In OS X 10.8, Apple has eliminated Web Sharing. Yep, that’s right. The Sharing System Pref no long has a way to start or stop your Mac’s built-in Apache Web server. If you are a command line guru, you’ll already know how to do this or perhaps this. But most people who use their Macs to develop web pages, test software that works with web servers, or just host a small site for friends, family, or co-workers are out of luck.
What’s worse, Apple clearly didn’t think this through because they really hose people who are upgrading from 10.7 or earlier. Whatever you had Web Sharing set to do under your older O/S version is preserved and that’s what it will do when 10.8 starts up. That means if Web Sharing was enabled under 10.7, it’ll still be running under 10.8. But you will have absolutely no GUI to turn it off, or start it up again if you do. Derp. This little nugget of dumbassery prompted me to file a bug report with Apple ( #11982135 ).

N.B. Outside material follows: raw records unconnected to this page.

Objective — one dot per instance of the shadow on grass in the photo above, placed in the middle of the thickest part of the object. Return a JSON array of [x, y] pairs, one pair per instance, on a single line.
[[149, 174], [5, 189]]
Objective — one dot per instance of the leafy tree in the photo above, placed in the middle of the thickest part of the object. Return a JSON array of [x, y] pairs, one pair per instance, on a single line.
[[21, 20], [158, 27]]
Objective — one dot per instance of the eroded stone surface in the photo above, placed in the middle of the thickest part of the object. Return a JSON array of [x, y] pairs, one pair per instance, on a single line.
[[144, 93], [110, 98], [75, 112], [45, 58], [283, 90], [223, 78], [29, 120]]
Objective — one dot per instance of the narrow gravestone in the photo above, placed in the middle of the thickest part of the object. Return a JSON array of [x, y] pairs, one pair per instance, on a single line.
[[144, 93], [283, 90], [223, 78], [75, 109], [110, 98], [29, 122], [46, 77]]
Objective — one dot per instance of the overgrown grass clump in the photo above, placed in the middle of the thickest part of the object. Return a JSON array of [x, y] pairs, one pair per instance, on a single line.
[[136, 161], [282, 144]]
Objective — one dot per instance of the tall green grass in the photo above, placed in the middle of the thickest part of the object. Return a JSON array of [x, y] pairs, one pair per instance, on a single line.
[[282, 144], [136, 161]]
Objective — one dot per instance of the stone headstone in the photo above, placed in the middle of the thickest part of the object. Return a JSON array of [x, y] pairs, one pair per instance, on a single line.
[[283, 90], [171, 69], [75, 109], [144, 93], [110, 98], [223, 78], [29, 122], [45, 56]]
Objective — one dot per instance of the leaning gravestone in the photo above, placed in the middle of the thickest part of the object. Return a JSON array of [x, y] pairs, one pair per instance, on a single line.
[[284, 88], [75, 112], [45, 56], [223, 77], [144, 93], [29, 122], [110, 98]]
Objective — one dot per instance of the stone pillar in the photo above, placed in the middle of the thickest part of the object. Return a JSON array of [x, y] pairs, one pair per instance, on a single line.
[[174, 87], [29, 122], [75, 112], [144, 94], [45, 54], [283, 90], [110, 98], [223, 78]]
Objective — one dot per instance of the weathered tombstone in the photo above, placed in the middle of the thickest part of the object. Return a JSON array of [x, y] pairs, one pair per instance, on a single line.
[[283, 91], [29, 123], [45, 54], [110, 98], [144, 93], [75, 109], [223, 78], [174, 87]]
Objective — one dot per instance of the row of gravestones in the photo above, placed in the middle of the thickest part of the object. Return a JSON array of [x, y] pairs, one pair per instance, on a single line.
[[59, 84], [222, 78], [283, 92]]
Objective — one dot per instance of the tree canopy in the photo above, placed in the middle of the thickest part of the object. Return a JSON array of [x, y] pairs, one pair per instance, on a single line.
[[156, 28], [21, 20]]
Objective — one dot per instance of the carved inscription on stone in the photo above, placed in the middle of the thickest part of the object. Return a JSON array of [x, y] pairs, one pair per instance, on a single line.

As the long-ago author of the MacHTTP and WebSTAR web servers, I’m quite thrilled that Apple has opened up the market for third party web servers again with this bone-headed move. But I am sure it wasn’t their intent. It seems to be the opposite, actually, where someone in Apple marketing thought that disabling the Web server on the consumer O/S would somehow drive OS X Server sales. In any case, it’s time to dust off the old MacHTTP source code!
In all seriousness, however, one Mac developer has already solved the problem with a replacement preferences pane. So until Apple figures out what a bad mistake they’ve made, this is a reasonable work-around.
I guess the real question is, how can the hundreds of thousands of people who use their Macs as web servers let Apple know they screwed this one up? Not everyone can file bug reports. Suggestions?